Es como la invitación a tomar té de “Alicia en el país de las maravillas”. ¿No es un despropósito esta movida de fechas, este gasto extraordinario, estas obligaciones más mercantiles que sentidas, este derroche de fuerzas humanas y energía de esa que queremos ahorrar?

Freno en seco mi mente. Mira más lejos. Más profundo, más bello…Recuerda que estás aquí para bendecir, que es decir bueno, no criticar…Esto me digo.

Sí. Esto es la navidad. Esto y cuantas versiones queramos hacer de lo que subyace bajo el aniversario del nacimiento de un niño, que descubrió en sí la unión más allá de lo aparente, el amor hasta en lo más tétrico.

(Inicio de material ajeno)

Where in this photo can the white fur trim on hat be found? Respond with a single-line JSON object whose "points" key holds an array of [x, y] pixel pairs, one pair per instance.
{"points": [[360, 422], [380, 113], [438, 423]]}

Hay un nacimiento, una natividad, una NAVIDAD pendiente para cada ser humano que surge, precisamente al hilo incluso del mercantilismo.

Quiero confesar que sé que soy Dios, lo cual no es nada extraordinario, pues Dios es lo único que hay y todos lo somos. Quiero decir que sin derroche, sin luces, sin ventas, sin regalos obligatorios, sin comidas copiosas, sin cuanto he descrito como despropósito, nunca podríamos llegar adentro y sentir que somos ese niño Jesús y que pertenecemos a la casa de la Vida.

Se que suena incongruente. No lo es, sin embargo. Sólo cuando uno bebe de la existencia hasta las heces, puede estar listo para descubrir belleza y amor bajo formas de vivir que adormecen los sentidos internos, esos que nos llevan a descubrirnos. Aquí, bajo el marketing, bajo la sinrazón, también está Dios y es el despropósito lo que nos hace preguntarnos el por qué de lo que vemos y nos lleva a mirarnos como niños.

Somos niños. Llenos de excelentes intenciones nos dejamos arrastrar hasta el agotamiento. Y un día necesitamos darle sentido a tanta fiesta…a tanto euro que se nos ha ido en pagar ilusión.¡Nada más volátil!

Cuando yo era pequeña construí un mundo de detalles en torno a estos festejos, pero no había PASCUA en ello. Hoy quiero la pascua y no la navidad, gracias cuanto antes se basaba en cosas externas e ilusión.

Quiero confesar que deseo que la ilusión termine. Hoy quiero verdad y no ilusión. Hoy quiero bendecir todo cuanto significa navidad para cuantos la celebran y preparo mi pascua. Ya nací. Ahora, como Jesús deseo despertar de un sueño y vivir más allá de la Navidad.